ラッセルの思春期の思索-性と宗教と数学

青年期の数年間の私は,とても孤独であり,不幸であった。感情生活においても(情緒面においても),知的生活においても,ラッセル家の人々に対して,頑なに秘密を保つことを余儀なくされた私の関心は,性と宗教と数学の間にわけられた。私は,青年期に性に没頭したことを想い出すと不愉快になる。あの頃私が,どういうふうに感じていたかを思い出したくない。しかし,こういうふうであればよかったといった希望的なことはのべずに,事実あった通りを以下述べるよう最善を尽くしてみよう。・・・。

GREEK-EXThe years of adolescence were to me very lonely and very unhappy. Both in the life of the emotions and in the life of the intellect, I was obliged to preserve an impenetrable secrecy towards my people. My interests were divided between sex, religion, and mathematics. I find the recollection of my sexual preoccupation in adolescence unpleasant. I do not like to remember how I felt in those years, but I will do my best to relate things as they were and not as I could wish them to have been.
出典: The Autobiography of Bertrand Russell, v.1, chap. 1, 1967]
詳細情報:http://russell-j.com/beginner/AB12-010.HTM

[寸言]
『ラッセル自伝』(The Autobiography of Bertrand Russell, 3 vols.)には,膨大な量の書簡や日記が収録されています。幼児期のものは少しだけですが、青年期のものは多く含まれています。青年期の日記は祖母などにみられたくないということで、鍵付きの日記帳に「ギリシア語練習帳」とタイトルがつけられ、ギリシア文字で綴られています。(上の添付写真参照) 15歳くらいからいろいろな思索が綴られており、なかでも宗教(キリスト教)に関してできるだけ客観的に検討しようとした努力を垣間見ることができます。この思索の末についに宗教(キリスト教信仰)を捨てることになります。

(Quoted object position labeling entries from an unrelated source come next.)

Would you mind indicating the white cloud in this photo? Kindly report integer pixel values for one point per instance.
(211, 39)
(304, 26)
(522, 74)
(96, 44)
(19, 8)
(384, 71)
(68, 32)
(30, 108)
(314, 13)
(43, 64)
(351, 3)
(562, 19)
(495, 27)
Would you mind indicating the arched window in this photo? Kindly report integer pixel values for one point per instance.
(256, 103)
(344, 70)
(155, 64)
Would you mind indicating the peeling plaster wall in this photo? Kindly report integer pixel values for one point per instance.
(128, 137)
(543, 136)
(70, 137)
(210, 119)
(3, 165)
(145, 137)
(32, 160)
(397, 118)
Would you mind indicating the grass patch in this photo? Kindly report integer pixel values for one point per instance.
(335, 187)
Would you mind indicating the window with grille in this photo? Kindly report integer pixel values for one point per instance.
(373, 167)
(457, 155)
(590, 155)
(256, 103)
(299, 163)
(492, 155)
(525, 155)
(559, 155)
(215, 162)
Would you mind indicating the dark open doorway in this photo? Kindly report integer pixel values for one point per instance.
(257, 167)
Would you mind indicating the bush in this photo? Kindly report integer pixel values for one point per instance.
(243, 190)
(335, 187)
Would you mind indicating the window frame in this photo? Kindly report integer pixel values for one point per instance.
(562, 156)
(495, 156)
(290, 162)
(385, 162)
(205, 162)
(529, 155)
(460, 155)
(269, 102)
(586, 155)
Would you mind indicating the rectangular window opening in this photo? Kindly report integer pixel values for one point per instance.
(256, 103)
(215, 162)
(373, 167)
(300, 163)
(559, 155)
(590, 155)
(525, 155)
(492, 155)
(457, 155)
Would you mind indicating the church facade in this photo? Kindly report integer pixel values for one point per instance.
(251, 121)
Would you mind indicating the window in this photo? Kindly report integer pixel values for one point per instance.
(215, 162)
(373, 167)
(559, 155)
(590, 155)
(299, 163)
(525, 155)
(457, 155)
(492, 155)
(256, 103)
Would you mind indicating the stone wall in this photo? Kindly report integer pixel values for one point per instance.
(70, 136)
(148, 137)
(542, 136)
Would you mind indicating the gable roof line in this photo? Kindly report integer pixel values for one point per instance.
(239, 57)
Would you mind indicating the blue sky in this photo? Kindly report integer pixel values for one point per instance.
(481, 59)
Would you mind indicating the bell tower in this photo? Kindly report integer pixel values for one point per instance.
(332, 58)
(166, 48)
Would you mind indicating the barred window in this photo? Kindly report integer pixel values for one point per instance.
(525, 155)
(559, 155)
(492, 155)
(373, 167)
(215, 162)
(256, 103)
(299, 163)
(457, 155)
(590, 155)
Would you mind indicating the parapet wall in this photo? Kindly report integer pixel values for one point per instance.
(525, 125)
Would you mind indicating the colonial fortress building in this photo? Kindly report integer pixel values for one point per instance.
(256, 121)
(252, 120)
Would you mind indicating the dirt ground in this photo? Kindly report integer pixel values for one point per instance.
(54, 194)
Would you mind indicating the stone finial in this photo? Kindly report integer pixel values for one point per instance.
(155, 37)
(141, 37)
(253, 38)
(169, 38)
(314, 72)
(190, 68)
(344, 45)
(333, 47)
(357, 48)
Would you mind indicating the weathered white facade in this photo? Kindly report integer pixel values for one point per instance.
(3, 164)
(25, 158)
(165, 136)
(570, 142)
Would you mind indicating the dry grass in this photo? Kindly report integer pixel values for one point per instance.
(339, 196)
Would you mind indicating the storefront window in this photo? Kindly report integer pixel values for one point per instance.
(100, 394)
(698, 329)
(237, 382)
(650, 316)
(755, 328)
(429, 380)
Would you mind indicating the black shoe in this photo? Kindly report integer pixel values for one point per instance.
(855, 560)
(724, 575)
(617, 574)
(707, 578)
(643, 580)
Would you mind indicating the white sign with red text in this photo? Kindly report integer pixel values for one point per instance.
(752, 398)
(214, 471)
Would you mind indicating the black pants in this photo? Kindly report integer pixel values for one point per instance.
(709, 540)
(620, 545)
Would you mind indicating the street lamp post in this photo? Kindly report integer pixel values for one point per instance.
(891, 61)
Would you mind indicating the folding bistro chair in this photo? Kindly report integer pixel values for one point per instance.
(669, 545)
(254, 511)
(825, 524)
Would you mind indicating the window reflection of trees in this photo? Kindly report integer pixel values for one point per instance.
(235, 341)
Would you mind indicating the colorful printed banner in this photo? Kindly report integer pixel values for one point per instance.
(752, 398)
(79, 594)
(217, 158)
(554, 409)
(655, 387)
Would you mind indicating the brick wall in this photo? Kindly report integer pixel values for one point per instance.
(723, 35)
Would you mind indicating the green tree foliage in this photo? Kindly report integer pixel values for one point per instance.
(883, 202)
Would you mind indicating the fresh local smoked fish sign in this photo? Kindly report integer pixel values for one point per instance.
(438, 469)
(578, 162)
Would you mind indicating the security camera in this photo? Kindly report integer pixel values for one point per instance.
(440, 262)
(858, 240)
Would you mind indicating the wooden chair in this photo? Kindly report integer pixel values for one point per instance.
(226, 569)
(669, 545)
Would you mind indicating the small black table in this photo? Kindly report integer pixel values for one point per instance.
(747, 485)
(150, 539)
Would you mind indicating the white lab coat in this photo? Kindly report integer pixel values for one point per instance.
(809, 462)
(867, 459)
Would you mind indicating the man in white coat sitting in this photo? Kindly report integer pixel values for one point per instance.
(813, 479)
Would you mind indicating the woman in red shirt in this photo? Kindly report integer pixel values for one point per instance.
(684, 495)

TPJ-WIC1 ラッセルのギリスト教に対する批判は容赦がなく、キリスト教の信者からは、ラッセルは,(日本の宗教家からさえも)宗教(特にキリスト教)の本質や役割がわかっていないと批判されます。しかし、特定の宗教を信じている人たちは、信じることを決めたらそれ以上の疑問をもたないようにしているだけであり、ラッセルのように宗教や神について疑問に思ったことについて徹底的に「自分の頭」で考えたことがない人がほとんどです。

それに対し、宗教の場合は「信じることが重要だ」と言う人がいますが、それなら「どんな宗教でも信じさえすればよいのか」と言うと、その人(ラッセルを批判する人)が信じている宗教を信じることはよいが、それ以外の邪教を信じることは無宗教よりもっと悪いと言ったりします。

キリスト教とイスラム教の対立も、これでは解決しようがありません。これに対し、日本の場合一神教ではなく多神教(八百万の神の崇拝)だからよいと自分たちの優位性をほこる人も少なく無いですが、(日本会議にみさなんを始め)同様に浅はかな人が多いと言わざるをえません。